One immediate obstacle is the sheer wealth bile farming can bring in.
“The bear farming community is normally one of the richest communities in the village,” Robinson said. During one recent rescue near Hanoi, “when we went into the village, we saw the biggest, flashiest house, and that was the bear farmer’s house. Over the years, (farmers) have made millions of dollars in this industry.”
But she’s hopeful the tide could turn – especially now that the remaining bile bears are growing older and sicker, which could mean less quality bile left to extract. The diminishing returns could make it “in the bear farmers’ best interest to relinquish these bears anyway,” she said.
For Robinson and Animals Asia, that would mean being able to “give them the last few years at our sanctuary to, at last, finally live as bears,” she said. The organization operates an 11-hectare sanctuary in Tam Dao National Park near Hanoi – where Sunset now lives – and are building a second sanctuary in Bach Ma National Park.
Meanwhile in China
In contrast to the clampdowns in countries like South Korea, which vowed last year to fully ban bear bile farming from 2026, China’s trade is booming. Garshelis estimates there are 50 million consumers of bear bile products in the country.
QY Research, a China-based market research firm, estimated in a 2022 report that the Chinese market for bear bile powder was worth nearly $62 million, making up for nearly 97% of the global market – and its value is only expected to increase in the coming years. China sold 44.68 tons of bear bile powder in 2021, according to the report.

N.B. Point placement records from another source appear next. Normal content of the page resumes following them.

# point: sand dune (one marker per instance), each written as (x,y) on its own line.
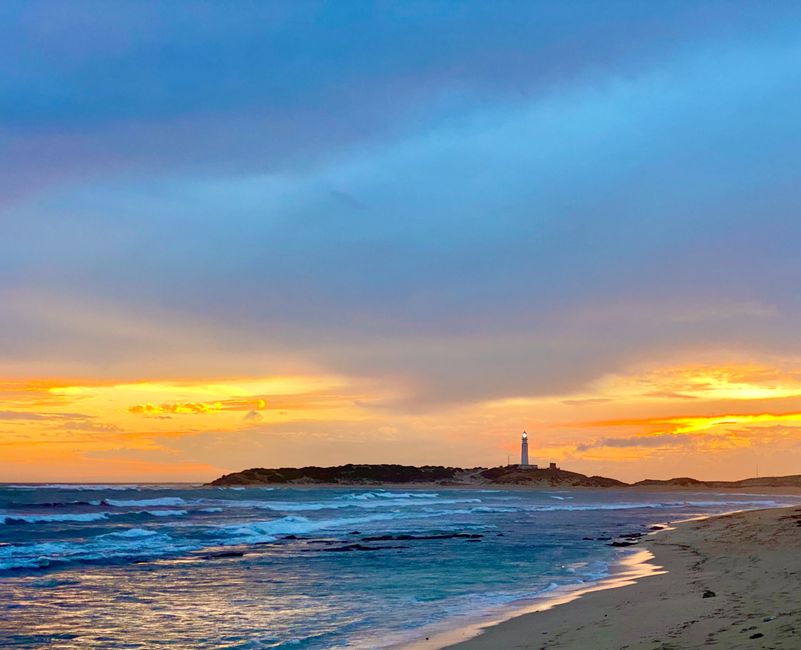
(731,582)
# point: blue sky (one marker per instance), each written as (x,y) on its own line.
(484,201)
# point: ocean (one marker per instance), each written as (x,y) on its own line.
(182,566)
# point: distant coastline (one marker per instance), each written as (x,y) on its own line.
(512,475)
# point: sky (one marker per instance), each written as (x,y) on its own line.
(311,233)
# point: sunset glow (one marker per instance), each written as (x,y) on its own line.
(397,248)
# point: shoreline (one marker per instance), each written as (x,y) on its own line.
(747,562)
(633,565)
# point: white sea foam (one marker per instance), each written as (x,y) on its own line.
(42,519)
(164,513)
(164,501)
(385,494)
(260,531)
(130,533)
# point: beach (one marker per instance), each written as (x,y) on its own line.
(730,581)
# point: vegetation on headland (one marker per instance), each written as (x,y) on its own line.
(456,476)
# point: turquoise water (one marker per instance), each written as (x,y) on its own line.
(198,567)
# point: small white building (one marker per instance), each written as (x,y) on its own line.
(524,451)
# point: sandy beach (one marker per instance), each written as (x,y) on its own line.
(732,581)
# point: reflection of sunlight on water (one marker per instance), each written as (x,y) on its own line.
(209,579)
(188,604)
(632,566)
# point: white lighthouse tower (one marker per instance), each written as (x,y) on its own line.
(524,451)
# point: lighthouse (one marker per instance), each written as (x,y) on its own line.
(524,451)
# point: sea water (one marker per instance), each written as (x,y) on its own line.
(143,566)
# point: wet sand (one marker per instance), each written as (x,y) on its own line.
(732,581)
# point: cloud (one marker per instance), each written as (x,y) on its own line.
(46,417)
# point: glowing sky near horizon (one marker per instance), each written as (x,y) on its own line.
(289,233)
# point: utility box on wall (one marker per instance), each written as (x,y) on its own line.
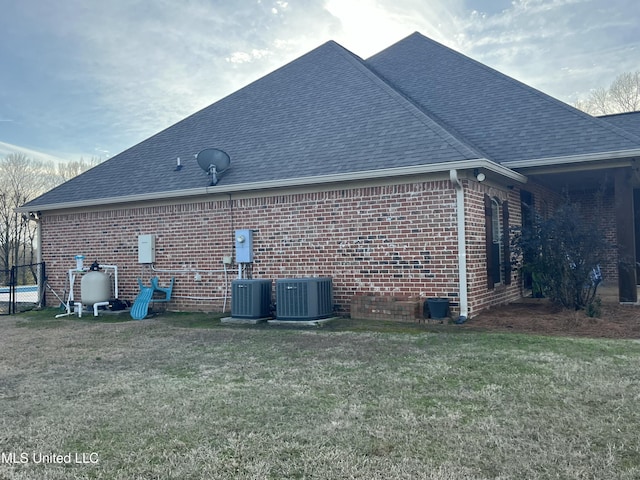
(146,248)
(244,246)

China’s bear bile industry is different in that it’s legal, regulated and commonplace. Whereas bear bile products in Vietnam are illegally distributed underground and could be fake or tainted, Chinese products come with “a stamp to tell you it’s legitimate,” Garshelis said.

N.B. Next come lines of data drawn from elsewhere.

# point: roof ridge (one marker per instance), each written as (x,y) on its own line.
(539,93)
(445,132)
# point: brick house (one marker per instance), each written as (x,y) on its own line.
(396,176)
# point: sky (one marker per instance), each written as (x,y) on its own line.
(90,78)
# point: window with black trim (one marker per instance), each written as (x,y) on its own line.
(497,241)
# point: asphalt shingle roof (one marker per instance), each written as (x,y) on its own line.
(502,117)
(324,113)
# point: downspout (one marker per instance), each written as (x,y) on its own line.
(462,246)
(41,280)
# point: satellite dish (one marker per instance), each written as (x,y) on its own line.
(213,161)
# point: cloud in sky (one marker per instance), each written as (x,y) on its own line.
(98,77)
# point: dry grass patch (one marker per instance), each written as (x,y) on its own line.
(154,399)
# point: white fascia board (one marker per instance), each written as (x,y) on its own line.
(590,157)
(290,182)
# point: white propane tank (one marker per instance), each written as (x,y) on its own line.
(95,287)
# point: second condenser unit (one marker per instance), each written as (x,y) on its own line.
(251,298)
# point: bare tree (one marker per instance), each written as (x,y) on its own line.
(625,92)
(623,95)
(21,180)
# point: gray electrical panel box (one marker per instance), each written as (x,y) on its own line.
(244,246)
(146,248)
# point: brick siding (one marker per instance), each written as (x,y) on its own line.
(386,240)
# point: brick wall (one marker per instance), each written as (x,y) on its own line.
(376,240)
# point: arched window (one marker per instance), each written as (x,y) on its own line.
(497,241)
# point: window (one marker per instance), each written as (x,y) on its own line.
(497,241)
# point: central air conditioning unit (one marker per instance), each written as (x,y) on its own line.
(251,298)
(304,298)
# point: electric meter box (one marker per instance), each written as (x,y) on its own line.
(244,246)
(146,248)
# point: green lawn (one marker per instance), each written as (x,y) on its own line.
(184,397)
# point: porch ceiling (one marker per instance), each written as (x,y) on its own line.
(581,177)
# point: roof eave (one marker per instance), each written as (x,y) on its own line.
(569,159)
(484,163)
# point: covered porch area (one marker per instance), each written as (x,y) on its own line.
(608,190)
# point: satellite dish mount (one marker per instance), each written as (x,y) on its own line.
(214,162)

People can get cheap bear bile medications over the counter, by prescription, in hospitals, and “it’s all approved, so you feel safe getting this as a real medicine,” he added.

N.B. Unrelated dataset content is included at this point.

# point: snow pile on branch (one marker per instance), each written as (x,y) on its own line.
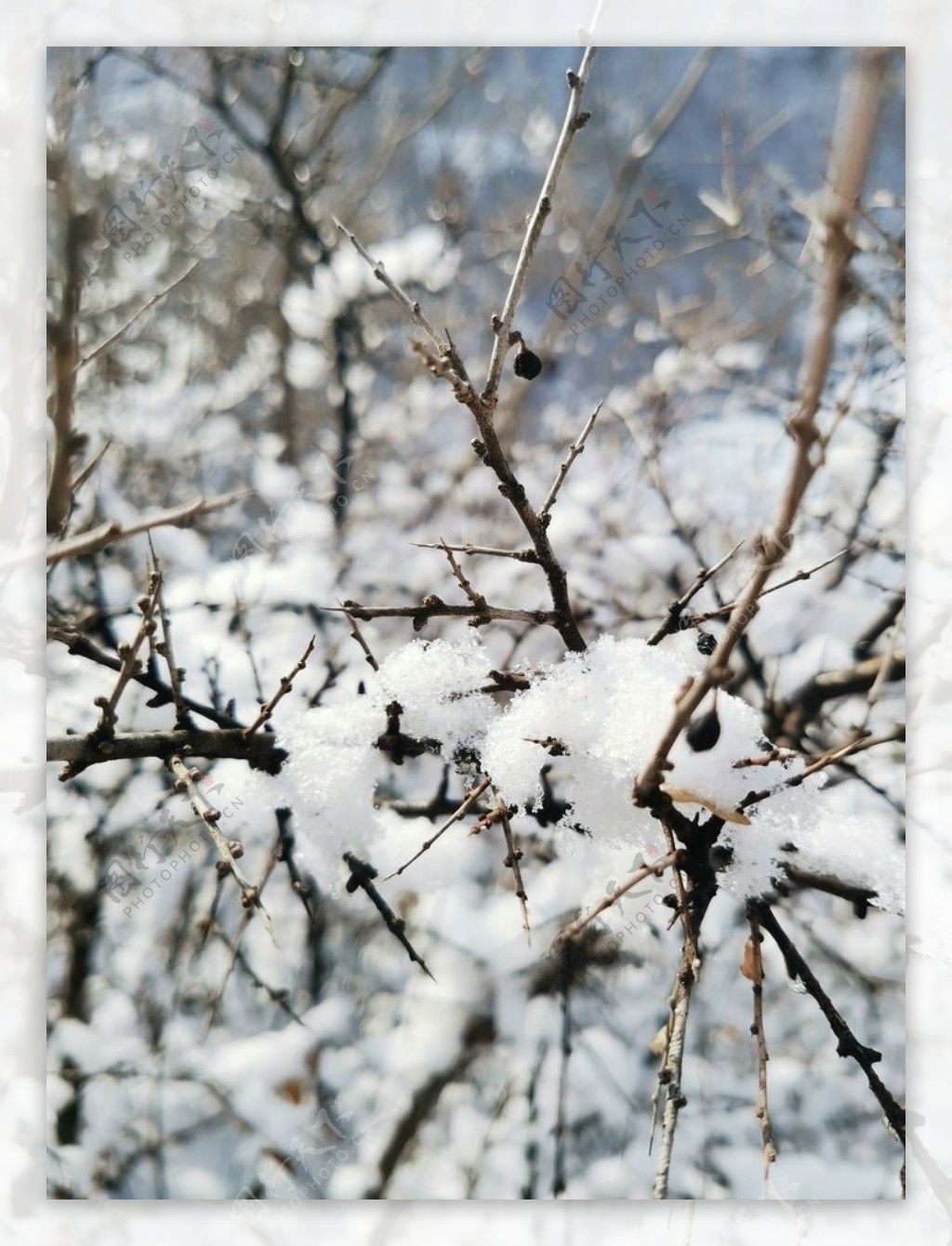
(593,718)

In 2020, the Chinese government even endorsed Tan Re Qing – an injection containing bear bile – on a list of recommended medicines to treat Covid-19 patients.
And the number of bile bears is only increasing, Garshelis said. While China forbids the capture of wild bears for bile farming purposes, its farms can contain up to 5,000 bears in a single site and run breeding programs.
Chinese authorities claim the farms discourage the poaching of wild bears, thus benefiting wildlife conservation efforts.
Many activists question this logic, but some experts say it is hard to disprove China’s claims.
Garshelis is part of a years-long study on the impact of bile bear farming, done in collaboration with Chinese researchers, international experts and IUCN members. After a decade of research, the only consensus they reached was that it is “impossible to conclude definitively how farmed bile influenced the overall consumption of wild bile.”
Due to factors such as reforestation and anti-poaching enforcement, “it’s hard to then say that farming has done anything” – or whether the population would be growing even faster if the farms were gone, Garshelis said.
“We don’t know whether it’s reduced the demand for wild gallbladder or not … 10 years later, we never could come to an answer, truly, what the effects of bear farming are.”